C4 - Cultural and sCientific Content in Context - is the EEXCESS context detection framework written in JavaScript. It provides supporting functionionality to enable easy user mining and querying for all EEXCESS clients. It supports for example Named Entity Recognition using the DOSeR Service, paragraph detection, Citation Buidling etc.
http://eexcess.eu/
1 stars 1 forks source link

[Paragraph Detection] Should detected paragraphs be allowed to be nested? #2

Open chseifert opened 9 years ago

chseifert commented 9 years ago

Nested paragraphs are detected sometimes. See https://github.com/EEXCESS/jarvis/issues/6 for an example.

mgrani commented 9 years ago

The paragraphs are also very different in granularity. Some are short, some a larger.
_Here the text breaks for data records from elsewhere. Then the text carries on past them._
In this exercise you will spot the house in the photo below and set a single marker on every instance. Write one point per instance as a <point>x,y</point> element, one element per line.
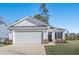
<point>4,32</point>
<point>31,30</point>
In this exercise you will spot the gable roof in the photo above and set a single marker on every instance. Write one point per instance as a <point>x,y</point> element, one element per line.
<point>51,27</point>
<point>30,19</point>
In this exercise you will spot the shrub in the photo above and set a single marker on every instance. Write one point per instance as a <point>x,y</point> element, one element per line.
<point>8,42</point>
<point>60,41</point>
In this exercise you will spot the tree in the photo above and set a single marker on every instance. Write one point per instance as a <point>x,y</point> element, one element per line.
<point>43,16</point>
<point>1,20</point>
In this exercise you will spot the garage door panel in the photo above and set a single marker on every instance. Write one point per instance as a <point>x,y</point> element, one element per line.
<point>28,37</point>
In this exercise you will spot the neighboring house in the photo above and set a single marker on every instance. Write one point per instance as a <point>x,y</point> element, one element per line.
<point>4,32</point>
<point>31,30</point>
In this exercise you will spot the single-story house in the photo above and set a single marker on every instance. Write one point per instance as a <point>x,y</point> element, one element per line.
<point>4,32</point>
<point>31,30</point>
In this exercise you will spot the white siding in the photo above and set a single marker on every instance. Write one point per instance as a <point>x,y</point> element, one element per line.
<point>45,34</point>
<point>53,35</point>
<point>25,23</point>
<point>63,35</point>
<point>28,37</point>
<point>4,32</point>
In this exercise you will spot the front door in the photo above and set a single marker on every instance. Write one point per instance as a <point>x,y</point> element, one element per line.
<point>50,36</point>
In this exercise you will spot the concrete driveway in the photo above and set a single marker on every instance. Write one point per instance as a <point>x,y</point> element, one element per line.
<point>22,50</point>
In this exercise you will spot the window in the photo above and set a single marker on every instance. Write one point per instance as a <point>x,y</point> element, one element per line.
<point>58,35</point>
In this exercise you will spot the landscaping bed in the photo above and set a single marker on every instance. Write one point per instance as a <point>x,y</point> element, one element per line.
<point>69,48</point>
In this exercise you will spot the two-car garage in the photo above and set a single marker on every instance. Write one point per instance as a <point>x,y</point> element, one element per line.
<point>28,37</point>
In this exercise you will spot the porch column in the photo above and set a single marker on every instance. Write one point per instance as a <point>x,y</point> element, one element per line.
<point>63,35</point>
<point>45,37</point>
<point>13,37</point>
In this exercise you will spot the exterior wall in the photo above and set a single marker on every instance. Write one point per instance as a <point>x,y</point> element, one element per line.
<point>4,32</point>
<point>45,37</point>
<point>28,37</point>
<point>25,23</point>
<point>53,36</point>
<point>63,35</point>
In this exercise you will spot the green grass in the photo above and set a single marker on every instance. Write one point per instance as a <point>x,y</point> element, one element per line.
<point>1,45</point>
<point>70,48</point>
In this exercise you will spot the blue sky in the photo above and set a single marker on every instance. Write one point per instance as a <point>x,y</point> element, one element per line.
<point>61,15</point>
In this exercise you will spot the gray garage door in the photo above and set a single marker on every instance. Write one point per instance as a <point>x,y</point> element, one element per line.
<point>28,37</point>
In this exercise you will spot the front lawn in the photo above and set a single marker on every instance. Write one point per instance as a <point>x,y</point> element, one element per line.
<point>1,45</point>
<point>70,48</point>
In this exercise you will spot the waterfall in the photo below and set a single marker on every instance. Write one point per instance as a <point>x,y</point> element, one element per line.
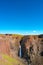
<point>20,53</point>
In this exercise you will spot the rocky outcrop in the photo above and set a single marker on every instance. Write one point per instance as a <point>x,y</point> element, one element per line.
<point>31,47</point>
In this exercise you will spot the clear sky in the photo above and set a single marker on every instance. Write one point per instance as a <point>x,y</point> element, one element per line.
<point>21,16</point>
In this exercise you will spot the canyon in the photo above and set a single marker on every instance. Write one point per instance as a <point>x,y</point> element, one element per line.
<point>31,48</point>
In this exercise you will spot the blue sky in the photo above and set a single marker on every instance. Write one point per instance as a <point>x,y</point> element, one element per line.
<point>21,16</point>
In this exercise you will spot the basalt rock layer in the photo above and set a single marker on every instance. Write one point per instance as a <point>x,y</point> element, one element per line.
<point>31,46</point>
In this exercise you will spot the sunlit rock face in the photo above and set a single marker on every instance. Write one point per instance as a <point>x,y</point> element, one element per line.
<point>31,47</point>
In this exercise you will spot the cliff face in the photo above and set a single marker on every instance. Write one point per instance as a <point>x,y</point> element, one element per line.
<point>31,46</point>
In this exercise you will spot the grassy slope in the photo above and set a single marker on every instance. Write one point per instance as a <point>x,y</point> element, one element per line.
<point>7,60</point>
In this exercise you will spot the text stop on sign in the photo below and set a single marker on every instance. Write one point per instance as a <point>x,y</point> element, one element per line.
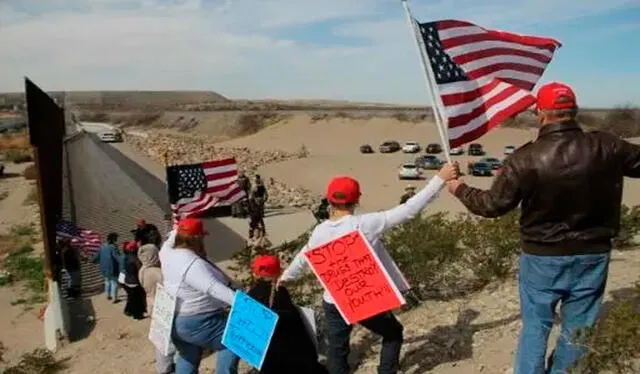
<point>351,272</point>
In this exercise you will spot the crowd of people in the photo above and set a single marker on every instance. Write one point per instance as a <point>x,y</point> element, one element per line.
<point>568,183</point>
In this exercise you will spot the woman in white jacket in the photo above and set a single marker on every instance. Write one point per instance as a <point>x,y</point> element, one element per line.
<point>202,293</point>
<point>343,194</point>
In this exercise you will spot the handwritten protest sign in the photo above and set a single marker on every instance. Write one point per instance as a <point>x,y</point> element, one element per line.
<point>164,306</point>
<point>249,329</point>
<point>353,275</point>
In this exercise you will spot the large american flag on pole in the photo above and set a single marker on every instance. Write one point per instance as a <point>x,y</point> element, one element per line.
<point>87,241</point>
<point>194,188</point>
<point>482,76</point>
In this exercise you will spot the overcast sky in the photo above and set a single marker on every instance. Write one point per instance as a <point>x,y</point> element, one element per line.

From my POV this is ok, but it influences the query accuracy. Maybe we need to decompose paragraphs further on a window of 1-3 sentences for obtaining good query terms.

schloett commented 9 years ago

Jarvis uses an adaptation of an earlier version of the paragraph detection. In the current version, this bug should not be present. But I agree, that it would make sense to subdivide long paragraphs. However, I am not sure, if a fixed length window would be appropriate or if other features could be exploited. For the task of finding subparagraphs, the markup might provide indicators, for the task of query generation, filtering the keywords (remove outliers) might be another solution.